Business Suggestions (Actionable Insights):

1. Prioritize infrastructure upgrades in high-outage areas, particularly focusing on weatherproofing, grid modernization (the increasing rise in trend in recent years may be due to the aging infrastructure), and incorporating smart grid technologies. With the data presented, seems like the grid is vulnerable to extreme weather events, which are becoming more frequent and severe with climate change.
2. Develop state-specific strategies for areas like California and Texas, where the impact of outages is high in terms of customer numbers and demand loss.
3. Integrate climate change impact assessments into planning phases to mitigate the trend of environmental-related outages.
4. Invest in renewable energy sources to reduce the impact of outages.
5. Strengthen the Cybersecurity infrastructure as it includes high restoration power and hence managing it beforehand would be great.
6. Streamline the necessary emergency response processes so that it can reduce average restoration hours for emergency alerts.
7. Invest in prediction analytics to anticipate potential outages and deploy necessary measures.

Conclusion (Personal Experience):

There was a lot of learning involved from data cleaning to visualization. This gave me a real-time project experience. I survived this and hope I will survive the data world too!

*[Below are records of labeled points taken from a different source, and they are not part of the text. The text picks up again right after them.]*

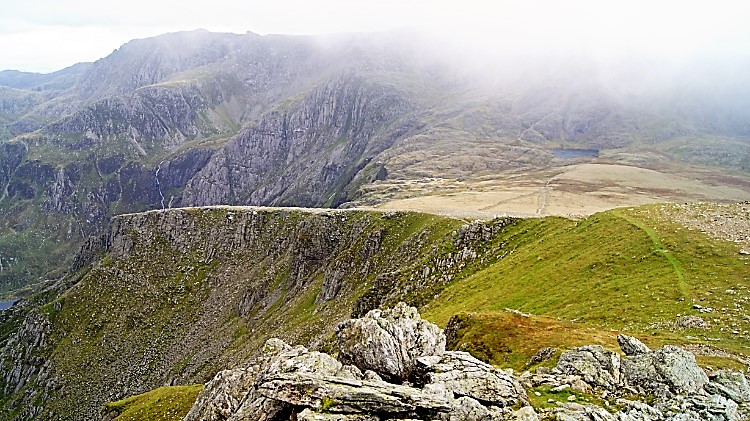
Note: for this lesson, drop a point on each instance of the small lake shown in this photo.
(575, 153)
(6, 304)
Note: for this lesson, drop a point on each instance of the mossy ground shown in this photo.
(583, 281)
(629, 270)
(162, 404)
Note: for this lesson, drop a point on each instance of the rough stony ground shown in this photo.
(729, 222)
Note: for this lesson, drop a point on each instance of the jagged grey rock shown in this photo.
(465, 375)
(571, 411)
(669, 367)
(596, 366)
(468, 409)
(730, 384)
(309, 415)
(339, 395)
(222, 396)
(632, 346)
(527, 413)
(295, 383)
(388, 341)
(637, 411)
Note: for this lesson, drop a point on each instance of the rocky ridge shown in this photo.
(427, 382)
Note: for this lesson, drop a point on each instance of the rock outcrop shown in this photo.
(311, 385)
(294, 383)
(389, 342)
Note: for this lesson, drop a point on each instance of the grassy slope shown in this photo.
(162, 404)
(627, 270)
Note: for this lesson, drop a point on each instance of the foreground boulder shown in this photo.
(389, 341)
(667, 370)
(428, 383)
(464, 375)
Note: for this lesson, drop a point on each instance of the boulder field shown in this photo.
(391, 364)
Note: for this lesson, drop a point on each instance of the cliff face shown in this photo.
(199, 118)
(308, 155)
(170, 297)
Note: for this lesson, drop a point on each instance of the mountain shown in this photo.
(173, 297)
(200, 118)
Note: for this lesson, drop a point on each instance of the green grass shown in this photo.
(629, 269)
(162, 404)
(507, 340)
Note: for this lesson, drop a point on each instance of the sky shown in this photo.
(48, 35)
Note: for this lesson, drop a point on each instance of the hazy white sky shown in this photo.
(47, 35)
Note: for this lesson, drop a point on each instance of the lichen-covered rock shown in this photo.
(339, 395)
(468, 409)
(465, 375)
(388, 341)
(667, 369)
(527, 413)
(231, 395)
(730, 384)
(578, 412)
(637, 411)
(701, 407)
(632, 346)
(594, 364)
(222, 396)
(308, 415)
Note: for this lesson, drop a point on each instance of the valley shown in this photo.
(169, 209)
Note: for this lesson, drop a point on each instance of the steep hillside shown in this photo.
(171, 297)
(200, 118)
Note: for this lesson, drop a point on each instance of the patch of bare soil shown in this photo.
(573, 190)
(729, 222)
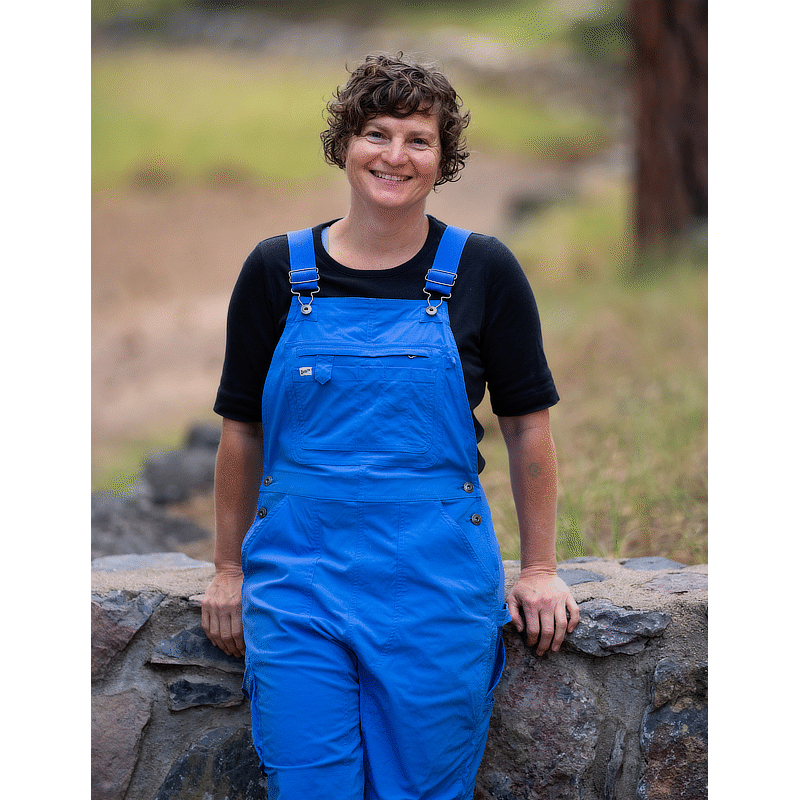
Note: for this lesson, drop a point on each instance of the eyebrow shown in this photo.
(412, 133)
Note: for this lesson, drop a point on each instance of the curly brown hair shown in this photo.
(384, 84)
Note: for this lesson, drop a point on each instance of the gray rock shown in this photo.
(221, 764)
(674, 743)
(606, 629)
(178, 475)
(651, 563)
(193, 648)
(122, 525)
(544, 730)
(678, 582)
(674, 734)
(118, 722)
(185, 694)
(673, 681)
(574, 576)
(115, 619)
(614, 767)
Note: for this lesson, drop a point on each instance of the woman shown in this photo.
(370, 582)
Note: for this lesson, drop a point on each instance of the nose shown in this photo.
(395, 152)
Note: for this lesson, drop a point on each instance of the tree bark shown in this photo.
(670, 93)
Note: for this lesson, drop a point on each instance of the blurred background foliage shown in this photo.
(625, 329)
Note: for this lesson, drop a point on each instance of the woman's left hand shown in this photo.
(538, 603)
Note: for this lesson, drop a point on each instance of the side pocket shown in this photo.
(497, 667)
(268, 505)
(251, 693)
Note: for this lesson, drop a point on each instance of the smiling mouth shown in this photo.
(387, 177)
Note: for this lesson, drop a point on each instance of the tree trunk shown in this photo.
(670, 93)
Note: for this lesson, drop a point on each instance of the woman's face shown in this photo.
(394, 162)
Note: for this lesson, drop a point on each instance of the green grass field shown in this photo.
(628, 355)
(194, 116)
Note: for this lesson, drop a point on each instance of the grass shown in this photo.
(626, 341)
(185, 117)
(629, 359)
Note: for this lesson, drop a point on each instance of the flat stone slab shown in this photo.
(147, 561)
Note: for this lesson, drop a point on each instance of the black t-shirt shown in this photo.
(493, 316)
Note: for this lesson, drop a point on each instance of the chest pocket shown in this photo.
(353, 407)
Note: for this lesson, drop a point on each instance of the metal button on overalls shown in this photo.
(371, 604)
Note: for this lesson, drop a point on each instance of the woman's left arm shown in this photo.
(539, 600)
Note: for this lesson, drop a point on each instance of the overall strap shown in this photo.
(303, 272)
(442, 275)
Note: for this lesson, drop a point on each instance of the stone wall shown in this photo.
(619, 714)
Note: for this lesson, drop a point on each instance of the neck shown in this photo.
(377, 240)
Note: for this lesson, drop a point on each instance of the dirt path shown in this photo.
(163, 266)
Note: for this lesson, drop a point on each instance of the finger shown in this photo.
(532, 626)
(516, 616)
(546, 635)
(561, 628)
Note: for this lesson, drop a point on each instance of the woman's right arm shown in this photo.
(240, 458)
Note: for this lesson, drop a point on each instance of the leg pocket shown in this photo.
(497, 667)
(470, 519)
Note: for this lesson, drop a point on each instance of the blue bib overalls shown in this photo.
(373, 583)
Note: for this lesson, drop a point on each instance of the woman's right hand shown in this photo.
(222, 612)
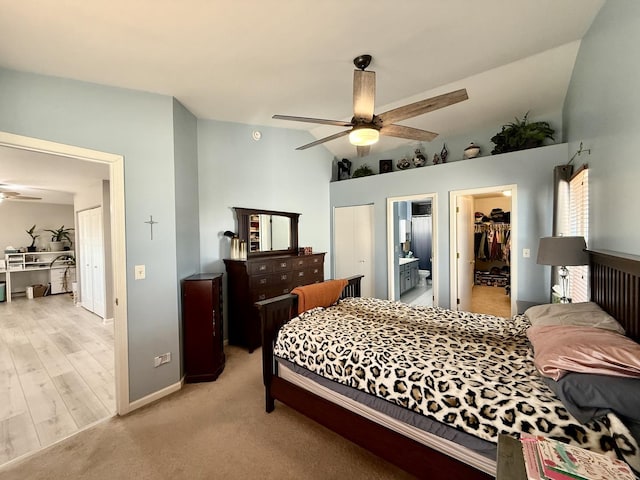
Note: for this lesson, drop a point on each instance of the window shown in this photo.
(579, 226)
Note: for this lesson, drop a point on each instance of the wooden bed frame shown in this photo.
(615, 286)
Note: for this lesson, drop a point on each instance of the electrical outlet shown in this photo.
(162, 359)
(139, 272)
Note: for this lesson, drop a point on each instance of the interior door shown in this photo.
(465, 256)
(91, 257)
(353, 245)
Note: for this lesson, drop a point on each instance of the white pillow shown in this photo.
(587, 314)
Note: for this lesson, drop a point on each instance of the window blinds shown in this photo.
(579, 225)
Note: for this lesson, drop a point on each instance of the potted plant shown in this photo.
(520, 135)
(30, 232)
(362, 171)
(58, 237)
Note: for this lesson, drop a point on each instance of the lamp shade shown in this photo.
(363, 136)
(562, 251)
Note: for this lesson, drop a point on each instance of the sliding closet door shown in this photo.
(91, 257)
(353, 244)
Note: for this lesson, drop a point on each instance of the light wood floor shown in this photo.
(56, 372)
(491, 300)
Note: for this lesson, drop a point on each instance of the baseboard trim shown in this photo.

I have spent countless hours working on the data cleaning process - especially restoration date and time, as well as NERC and Areas, affected by deciding how to split values, what to consider for analysis, etc. There might for sure be a way to get through these challenges a bit easier, but with the skillset I have, I decided to take up this challenge and survive! With further projects, I’m sure I will find ways to optimize the process!